Jorge Lorenzo, sconfitto (dalla Ducati) ma felice

Stavolta perdere non è dispiaciuto più di tanto a Por Fuera. Che, assistendo al ritorno alla vittoria della Desmosedici, ha avuto la certezza che la sua futura moto è potenzialmente vincente, grazie a Gigi Dall'Igna

ROMA – Quella di domenica in Austria è stata probabilmente la sconfitta meno dolorosa della carriera di Jorge Lorenzo. Per la prima volta, perdere non gli è poi dispiaciuto così tanto. Perché è vero che Por Fuera è arrivato solo terzo al traguardo, ma davanti a lui si sono piazzate le Ducati, ovvero le moto che il pilota maiorchino si ritroverà a guidare dal prossimo anno. E così il campione del mondo in carica ha potuto tirare un sospiro di sollievo: il primo successo della Rossa di Borgo Panigale da sei anni (e la prima doppietta da circa un decennio) gli hanno dato la certezza che anche nel 2017 avrà a disposizione un mezzo potenzialmente vincente. «Certo, avrei preferito vincere la gara, con Iannone e Dovizioso secondo e terzo – ha commentato Lorenzo domenica sera – Ma sono felice per loro, perché hanno lavorato davvero sodo».

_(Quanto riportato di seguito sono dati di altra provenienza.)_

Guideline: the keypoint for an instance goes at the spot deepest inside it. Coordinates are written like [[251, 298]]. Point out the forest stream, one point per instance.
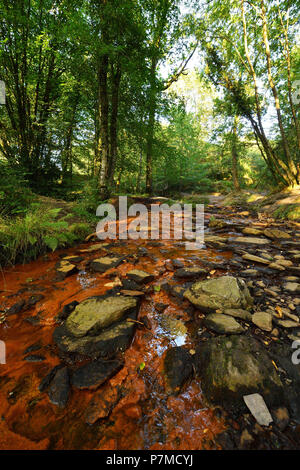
[[136, 407]]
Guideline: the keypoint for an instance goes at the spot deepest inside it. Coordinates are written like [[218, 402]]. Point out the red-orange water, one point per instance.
[[143, 416]]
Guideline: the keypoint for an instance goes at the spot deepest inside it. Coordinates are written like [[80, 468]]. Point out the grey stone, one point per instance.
[[222, 324], [220, 293], [258, 408]]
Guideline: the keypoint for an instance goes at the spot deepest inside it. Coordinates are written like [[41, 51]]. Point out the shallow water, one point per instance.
[[142, 416]]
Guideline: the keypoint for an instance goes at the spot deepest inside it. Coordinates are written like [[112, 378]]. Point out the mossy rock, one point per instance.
[[233, 366]]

I meriti di Gigi Dall'Igna
E il ritorno alla vittoria della Desmosedici, secondo Jorge Lorenzo, porta soprattutto la firma di un uomo: Gigi Dall'Igna. Ovvero l'attuale direttore generale di Ducati Corse, che però il cinque volte iridato conosce bene da tanti anni, avendo corso con lui prima alla Derbi e poi alla Aprilia, dove si aggiudicò due titoli mondiali consecutivi in classe 250 nel biennio 2006-2007. Proprio a quegli anni risale la grande ammirazione dello spagnolo per l'ingegnere italiano, che definì senza mezzi termini un «genio» quando annunciò il suo passaggio alla casa bolognese, convinto proprio dalle parole di quel boss che tanto stima. «La convinzione di Gigi è stata finalmente ripagata – aggiunge Lorenzo – Ciò che è riuscito a fare merita molti complimenti».

Un passaggio deciso con convinzione
Insomma, se nella testa di Jorge albergava ancora qualche dubbio residuo sulla bontà della sua scelta per il prossimo anno, da oggi può finalmente stare più tranquillo. «Alla fine, nulla è garantito, e la mia decisione di lasciare la Yamaha potrebbe rivelarsi giusta o sbagliata – mette le mani avanti il pilota iberico – Ma non ho deciso in cinque minuti. Ho visto il progresso della moto e conosco Gigi molto bene. È molto ostinato: quando si mette un'idea in testa, non si ferma finché non l'ha realizzata». E quest'idea si chiama titolo mondiale. Con Jorge Lorenzo in sella.